C’est un truc dont j’ai jamais vraiment su si je devais me vanter ou pas. Mais lorsque je me suis présenté à l’oral de l’école, j’ai établi une sorte de record sur l’année. De mémoire d’admis, personne dans ma promo n’était resté plus de vingt minutes dans la salle avec les examinateurs. Généralement les entretiens étaient pliés en cinq/dix minutes. Lorsque ce fut mon tour, j’ai agi comme une raclure de doberman qui ronge un os, j’ai rien lâché. Dès que le silence s’installait plus de deux secondes, j’enchaînais, quand il n’y avait plus de questions, j’enchaînais, quand je sentais qu’ils tentaient de conclure, j’enchaînais encore. Il a fallu, et je ne plaisante pas, me faire des grands signes pour me mettre dehors. Au final j’ai fini par me demander s’ils ne m’ont pas pris de peur que je revienne l’année d’après (dans cette logique ils devraient me filer un diplôme pour que je parte).

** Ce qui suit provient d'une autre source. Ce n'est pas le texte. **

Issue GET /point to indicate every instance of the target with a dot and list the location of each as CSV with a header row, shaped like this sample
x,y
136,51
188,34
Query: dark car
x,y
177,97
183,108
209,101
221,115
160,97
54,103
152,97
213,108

La logique était on ne peut plus simple. Tant que je n’étais pas sorti de la salle, je n’étais ni admis, ni recalé. J’étais le putain de chat mort-vivant, à battre des pattes dans le vide pour maintenir ce flottement. Pour mon bouquin, c’est un peu pareil. Le tas de feuille est corrigé depuis une bonne semaine maintenant, grâce à l’agilité du stylo rouge d’une ligne de plus dans les remerciements. Et moi je fais quoi ? Je m’assois dessus. Le manuscrit est on ne peut plus bouclé, mais je ne l’envoie pas. Il est le gendre idéal bien sapé sur le perron des parents de sa future copine, celui qui ne frappe pas à la porte de peur de se prendre un râteau. Mon bouquin n’est pas publié, il n’est pas refusé. Il est rien et tout à la fois. Et ça fait plus d’une semaine que ça dure. Quand est-ce que je bougerai mon cul ? Aucune idée.

Je ne vous l’avais pas dit à l’époque. Mais en octobre dernière (ou avoisinant), si j’ai pris mon courage par les couilles pour aller faire le tour des éditeurs avec un tas de papier sur le dos, c’est que je sortais de la rupture la plus brutale, sale et tétanique (comme dans « damn j’ai chopé le tétanos dans mes plaies purulentes ! ») de ma vie. Je suis allé démarcher MPLS avec la rage au ventre, le besoin viscéral de faire avancer les choses, persuadé qu’une fois devenu une star ultra bankable je pourrais me trouver une groupie bonnasse pour rire sur la tombe de mon ex. Minimum. C’était à l’époque où j’avais un chouille confiance dans le système, à braver le regard torve des secrétaires pour leur confier mes écrits. Maintenant j’ai plus tellement de courage, de confiance en moi, en le système, alors je chauffe de mon royal postérieur mon tas de feuilles fraîchement imprimées.

Techniquement, le chat de Schrödinger, si on n’ouvre jamais la boîte, il va finir par crever de faim. Mon bouquin, ça risque d’être un peu pareil. Déjà que je ne me souviens plus de la moitié des phrases qui le composent, si j’attends encore quelques mois il va falloir que je réécrive tout. C’est la dure loi du skill qui progresse tout le temps, face au papier figé. Je vais tenter de rager sur mes potes pistonnés jusqu’à la gueule, sur mes exs, sur la vie en général, sur un truc, et retrouver le feu sacré. Ca va venir. Mais putain ce que je suis bien assis en attendant.
Du coup, demain, rien à voir, on parlera sèche cheveux.